This present paper is inspired by one of the questions posed by Okeke (Results Math 78(96):1-30, 2023, see Remark 2.10b). In particular, we aim to develop a robust computer code based on the theoretical results obtained in Okeke (2023), which determines the polynomial solutions of the following functional equation,

for all \(x,y\in \mathbb {R}\), \(\gamma _i,\alpha _j,\beta _j \in \mathbb {R},\) and \(a_i,b_i,c_j,d_j \in \mathbb {Q},\) and their special forms. The primary motivation for writing such a computer code is that solving even simple equations belonging to class (0.1) needs long and tiresome calculations. Therefore, one of the advantages of such a computer code is that it allows us to solve complicated problems quickly, easily, and efficiently. Additionally, the computer code will significantly improve the level of accuracy in calculations. Along with that, there is also the factor of speed. We point out that the computer code will operate with symbolic calculations provided by the programming language Python, which means that it does not contain any numerical or approximate methods, and it yields the exact solutions of the equations considered.

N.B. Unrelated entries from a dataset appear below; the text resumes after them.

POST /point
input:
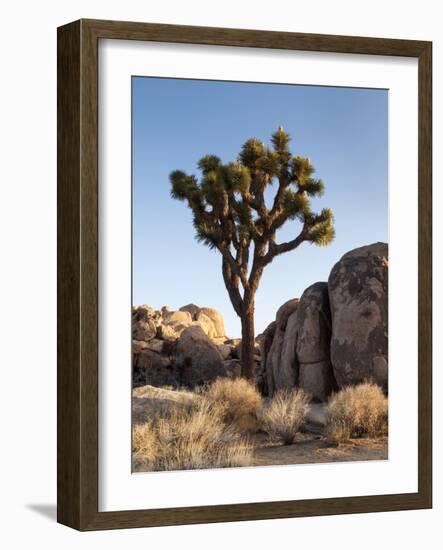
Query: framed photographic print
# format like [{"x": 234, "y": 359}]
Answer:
[{"x": 244, "y": 275}]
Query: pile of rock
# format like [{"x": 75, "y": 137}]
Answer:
[
  {"x": 187, "y": 347},
  {"x": 337, "y": 333}
]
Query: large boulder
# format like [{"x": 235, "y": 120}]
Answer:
[
  {"x": 197, "y": 358},
  {"x": 358, "y": 294},
  {"x": 216, "y": 319},
  {"x": 208, "y": 318},
  {"x": 276, "y": 377},
  {"x": 313, "y": 341},
  {"x": 144, "y": 323},
  {"x": 149, "y": 367}
]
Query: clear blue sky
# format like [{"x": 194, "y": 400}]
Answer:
[{"x": 175, "y": 122}]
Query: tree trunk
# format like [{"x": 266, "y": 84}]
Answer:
[{"x": 248, "y": 343}]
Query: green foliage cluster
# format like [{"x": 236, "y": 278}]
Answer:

本文的灵感来自 Okeke 提出的问题之一（Results Math 78(96):1-30, 2023，请参阅备注 2.10b）。特别是，我们的目标是基于 Okeke (2023) 中获得的理论结果开发强大的计算机代码，该代码确定以下函数方程的多项式解，

对于所有\(x,y\in \mathbb {R}\)、\(\gamma _i,\alpha _j,\beta _j \in \mathbb {R},\)和\(a_i,b_i,c_j,d_j \in \mathbb {Q},\)及其特殊形式。编写此类计算机代码的主要动机是，即使求解属于 (0.1) 类的简单方程也需要漫长而繁琐的计算。因此，这样的计算机代码的优点之一就是它可以让我们快速、轻松、高效地解决复杂的问题。此外，计算机代码将显着提高计算的准确性。除此之外，还有速度因素。我们指出，计算机代码将使用编程语言 Python 提供的符号计算进行操作，这意味着它不包含任何数值或近似方法，并且会产生所考虑方程的精确解。